La dernière lettre de Mme Hamelin au comte de Montbel est de 1836, et c’est seulement dans une liasse datée de 1850 que je trouve à nouveau l’écriture si curieuse de la pétulante créole. Ces pages ne furent pas adressées à mon grand père, mais à Marmont de qui il les tenait. Elles furent griffonnées à l’heure où le pouvoir était enfin entre les mains d’un Bonaparte. Elle doit donc exulter d’aise, la grande admiratrice de Napoléon. Hélas ! elle est au contraire toute désenchantée, et ce désenchantement fut un des derniers que la vie devait lui infliger, puisqu’elle mourut le 29 avril 1851.
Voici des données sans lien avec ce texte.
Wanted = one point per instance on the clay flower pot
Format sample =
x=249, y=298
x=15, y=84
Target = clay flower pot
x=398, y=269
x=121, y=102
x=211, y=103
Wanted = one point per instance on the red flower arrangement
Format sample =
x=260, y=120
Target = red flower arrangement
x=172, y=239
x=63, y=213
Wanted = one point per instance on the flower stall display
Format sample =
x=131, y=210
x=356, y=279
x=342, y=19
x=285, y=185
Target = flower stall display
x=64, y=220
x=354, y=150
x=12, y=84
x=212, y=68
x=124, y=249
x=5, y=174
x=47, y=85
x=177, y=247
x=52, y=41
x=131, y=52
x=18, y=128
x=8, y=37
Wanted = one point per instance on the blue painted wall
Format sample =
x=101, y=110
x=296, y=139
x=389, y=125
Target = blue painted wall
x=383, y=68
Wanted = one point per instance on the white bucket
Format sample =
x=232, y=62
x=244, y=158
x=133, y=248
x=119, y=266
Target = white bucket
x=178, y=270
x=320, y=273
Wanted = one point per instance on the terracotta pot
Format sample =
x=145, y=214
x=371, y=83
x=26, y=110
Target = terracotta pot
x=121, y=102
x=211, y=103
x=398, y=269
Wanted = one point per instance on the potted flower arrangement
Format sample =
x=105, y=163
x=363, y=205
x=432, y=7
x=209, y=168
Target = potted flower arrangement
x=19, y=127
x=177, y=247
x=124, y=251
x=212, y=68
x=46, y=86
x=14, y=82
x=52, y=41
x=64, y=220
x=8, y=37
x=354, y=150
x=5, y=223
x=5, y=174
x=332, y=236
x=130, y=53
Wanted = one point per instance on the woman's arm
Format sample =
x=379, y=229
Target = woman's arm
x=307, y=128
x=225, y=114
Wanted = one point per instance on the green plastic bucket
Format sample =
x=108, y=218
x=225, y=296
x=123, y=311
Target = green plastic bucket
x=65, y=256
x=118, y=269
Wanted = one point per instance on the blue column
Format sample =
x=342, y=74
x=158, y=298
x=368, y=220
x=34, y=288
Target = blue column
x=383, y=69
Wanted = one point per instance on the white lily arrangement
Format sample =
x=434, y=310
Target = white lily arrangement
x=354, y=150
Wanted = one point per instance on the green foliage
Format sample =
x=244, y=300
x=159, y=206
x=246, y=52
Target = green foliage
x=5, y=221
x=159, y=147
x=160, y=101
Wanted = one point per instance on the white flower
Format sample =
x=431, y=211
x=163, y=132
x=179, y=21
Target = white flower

Voyons comment à Marmont, ce vieil ami de l’armée d’Italie, elle raconte ses déceptions, en même temps que des choses assez curieuses à propos de Chateaubriand :

« Je suis si confuse d’être confuse ! Cette situation est si peu dans mes allures que je ne savais comment aborder mes aveux et rétractations. Cher ami, pardonnez à mes inconcevables illusions. Oui, oui, j’ai cru le prince Louis-Bonaparte neveu de l’Empereur, — au moins par ce reflet que les aînés imprimeur aux cadets, selon l’illustre Buffon. Lorsque j’ai aperçu ces yeux ternes et caves, ce corps d’une pièce où l’opium règne en maître, tempéré par le Xérès, je n’ai retrouvé ni le sang corse, ni le hollandais qui était très beau, ma foi, ni le gentleman rider. Hélas ! Hélas ! Quelle effroyable mystification ! Quelle leçon désespérante, inouïe !

« Nous voguons sur une nacelle gouvernée par toutes les mains ou menottes. Une seule passion domine : la rage de poursuivre l’œuvre de caricature de l’Empire. Machiavel n’était qu’une rosière près de notre lâche majorité.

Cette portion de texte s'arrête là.